The McDowell plant was going to shut down
sooner, not later. When that happened, most of the workers would have to
leave or face unemployment. School enrollment would decline and teachers
would be laid off. As the tax base of the county eroded, local government
would be curtailed. People working in the service economy would have no
one left to service. Rivercity would become the same sleepy little town it
had been 20 years ago when Ellen and Bob Benveniste had first moved there.
Better to get out now while there was still a chance.
Instead of saying all this, she repeated
what she always said. "This is a good chance for me to learn some new
skills and for you to experience a new place. You can't live in one town
your whole life. Besides, in a year, you'll be in college."
Jake cut her off. "College! Who needs
college when you don't know anybody? There's more important things than
college." Jake sulked and played with his peas. Mrs. Benveniste
sighed but said nothing.
After dinner, Jake rode off on his bike to
visit his friends while Ellen finished packing.
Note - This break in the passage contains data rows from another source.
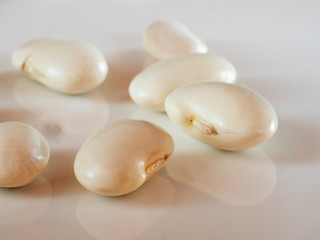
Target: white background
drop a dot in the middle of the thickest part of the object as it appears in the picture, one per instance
(269, 192)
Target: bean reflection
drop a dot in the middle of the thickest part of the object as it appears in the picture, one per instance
(125, 217)
(23, 205)
(237, 178)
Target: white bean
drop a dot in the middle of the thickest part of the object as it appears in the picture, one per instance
(64, 65)
(24, 154)
(165, 39)
(151, 87)
(223, 115)
(119, 158)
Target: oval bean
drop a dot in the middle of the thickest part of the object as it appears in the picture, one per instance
(119, 158)
(223, 115)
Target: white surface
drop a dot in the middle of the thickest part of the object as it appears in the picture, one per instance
(270, 192)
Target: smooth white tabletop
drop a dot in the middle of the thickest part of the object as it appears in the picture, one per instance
(271, 192)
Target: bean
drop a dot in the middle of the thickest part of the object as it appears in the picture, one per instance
(119, 158)
(151, 87)
(223, 115)
(64, 65)
(24, 154)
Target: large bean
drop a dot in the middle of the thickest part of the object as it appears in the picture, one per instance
(64, 65)
(223, 115)
(165, 39)
(119, 158)
(151, 87)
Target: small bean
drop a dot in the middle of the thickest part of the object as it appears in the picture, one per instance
(119, 158)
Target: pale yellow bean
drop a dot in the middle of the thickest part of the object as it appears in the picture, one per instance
(165, 39)
(65, 65)
(119, 158)
(223, 115)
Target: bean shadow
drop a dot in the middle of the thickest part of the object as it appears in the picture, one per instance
(60, 174)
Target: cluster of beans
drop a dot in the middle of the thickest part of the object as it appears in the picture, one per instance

Tomorrow the moving van
would come and they would begin the long drive north. She wasn't looking
forward to five days in a car with a brooding teenager. Especially one who
couldn't drive.
Last month, Jake had been arrested with Art
Huck, the drummer in the band they all belonged to. They were caught
"joy riding" in the car belonging to their old music teacher.
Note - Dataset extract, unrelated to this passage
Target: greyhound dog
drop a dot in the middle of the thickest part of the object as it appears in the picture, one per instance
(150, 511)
Their only excuse was that the "keys were in it." Fortunately,
no harm was done and the boys only had their licenses suspended. She tried
to not be too upset, telling herself Jake was only going through "a
phase" and would grow out of it soon.
Ellen wasn't particularly fond of this move
either. She couldn't afford to admit it to herself, much less, Jake.
She looked around the house, at all the
boxes of books and clothes and things that people can accumulate when they
sit still for so many years. This had been home for such a long time.
Why shouldn't Jake spend the summer with
his father? Even if Bob wasn't around that much, Jake's grandfather surely
would be. No, that wouldn't do either. Bob, senior, was a problem in
himself. He would probably get Jake arrested at some environmental
demonstration.
Ellen sighed, and spoke aloud, "I
could use a hug." She looked across the crowded living room which
seemed furnished with cardboard cartons. "But it doesn't look like
I'm going to get one."
Ellen Benveniste knew why McDowell
Aeronautical was transferring her to Seattle. It looked good for their
government contracts if they had a female senior engineer and computer
programmer on staff.
There was also the reason that she could
design a circuit so that it worked simply and worked fast. She had taken
that same knack for simplicity into computer programming and became the
company software whiz..
There didn't seem to be any glitches in the
programs that Ellen Benveniste couldn't figure out. People like her were
indispensable to companies like McDowell. That was why they were giving
her a transfer. Most of her coworkers, and that meant the parents of
Jake's friends, weren't going to be so lucky when the plant closed down.
Ellen Benveniste took a deep breath and
looked around the cluttered apartment. She had spent her entire life, it
seemed, in this town. Everything was familiar; her job, the streets, the
people, the stores. It would be hard breaking in a new routine. It
wouldn't be easy, at first, for either of them in Seattle.